The next day as Manickam waited at the Neyyarinkara Bus stand he was sweating. It was a cloudy day but he was sweating. The Neelamani Hill Range Tribal Association party president Prabhu Das was coming along with Ganesh. Ganesh had come down to Neyyarinkara and confirmed on the statue being of their cherished leader. He had informed the state party president. Now both of them were coming over to Neyyarinkara. They were the top functionaries of the party and Manickam was there at the bus stop to receive them. He wiped the sweat of his brows.

“Where is this statue Manickam?” said Prabhu Das as he stepped out of the bus.

“It is in a park not far from here, Comrade” said Ganesh before Manickam could reply.

“And you were not aware of it?” said Prabhu Das.

“My students found out about it, Comrade,” said Manickam with pride.

“You were also not aware of its existence Manickam. I am surprised that senior members of the party such as you two are not aware of such an important memorial of the greatest leader our tribe has produced.”

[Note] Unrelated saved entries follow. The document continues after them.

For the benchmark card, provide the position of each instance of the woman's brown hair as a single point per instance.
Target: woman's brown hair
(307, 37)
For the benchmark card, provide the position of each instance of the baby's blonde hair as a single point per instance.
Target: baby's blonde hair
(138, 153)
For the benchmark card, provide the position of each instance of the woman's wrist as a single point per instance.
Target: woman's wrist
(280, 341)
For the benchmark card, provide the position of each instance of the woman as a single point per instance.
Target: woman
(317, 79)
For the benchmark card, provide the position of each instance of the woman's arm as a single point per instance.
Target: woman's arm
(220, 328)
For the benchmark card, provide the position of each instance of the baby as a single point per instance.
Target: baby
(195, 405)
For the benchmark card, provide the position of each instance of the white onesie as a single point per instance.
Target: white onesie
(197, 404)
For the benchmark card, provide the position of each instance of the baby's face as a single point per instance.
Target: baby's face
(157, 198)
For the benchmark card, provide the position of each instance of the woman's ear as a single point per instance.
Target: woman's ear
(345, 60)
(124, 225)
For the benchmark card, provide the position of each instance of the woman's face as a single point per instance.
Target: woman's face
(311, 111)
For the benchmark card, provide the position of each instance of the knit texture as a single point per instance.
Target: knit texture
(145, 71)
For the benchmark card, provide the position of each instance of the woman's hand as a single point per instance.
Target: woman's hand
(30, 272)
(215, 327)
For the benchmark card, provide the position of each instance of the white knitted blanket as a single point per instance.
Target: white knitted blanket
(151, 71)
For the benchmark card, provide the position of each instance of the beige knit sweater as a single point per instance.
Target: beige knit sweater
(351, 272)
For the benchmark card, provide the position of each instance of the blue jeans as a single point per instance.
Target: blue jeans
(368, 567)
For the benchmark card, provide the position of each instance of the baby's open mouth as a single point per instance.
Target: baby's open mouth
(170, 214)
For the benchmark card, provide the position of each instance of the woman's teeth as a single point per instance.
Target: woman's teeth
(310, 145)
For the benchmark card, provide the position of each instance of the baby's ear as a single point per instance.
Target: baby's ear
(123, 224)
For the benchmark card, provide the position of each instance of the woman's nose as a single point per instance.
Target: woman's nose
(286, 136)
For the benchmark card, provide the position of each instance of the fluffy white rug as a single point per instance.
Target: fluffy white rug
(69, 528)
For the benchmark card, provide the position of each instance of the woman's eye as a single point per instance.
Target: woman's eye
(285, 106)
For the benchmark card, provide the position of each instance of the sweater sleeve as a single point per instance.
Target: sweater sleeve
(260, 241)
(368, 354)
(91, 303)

Ganesh and Manickam remained quiet on the way to the park. It was not a good start to the visit, they did not want to spoil it further. They listened to their party president speak.

“Set up a press conference here this Sunday. I am shocked at the state of the statue. He was one of the greatest leaders the state ever produced and look at how they have kept his statue.” Thundered Prabhu Das at the park. Manickam and Ganesh his dedicated followers took notes and nodded their heads.

That Sunday morning villagers in Neyyarinkara were surprised to find a crowd at the Municipal Park. There were vans full of policemen. Representatives from the state and local newspapers were there. A small dais had been hastily put up and loud speakers and microphones set up. Manickam, Ganesh along with other party members were busy arranging chairs for the members of the press.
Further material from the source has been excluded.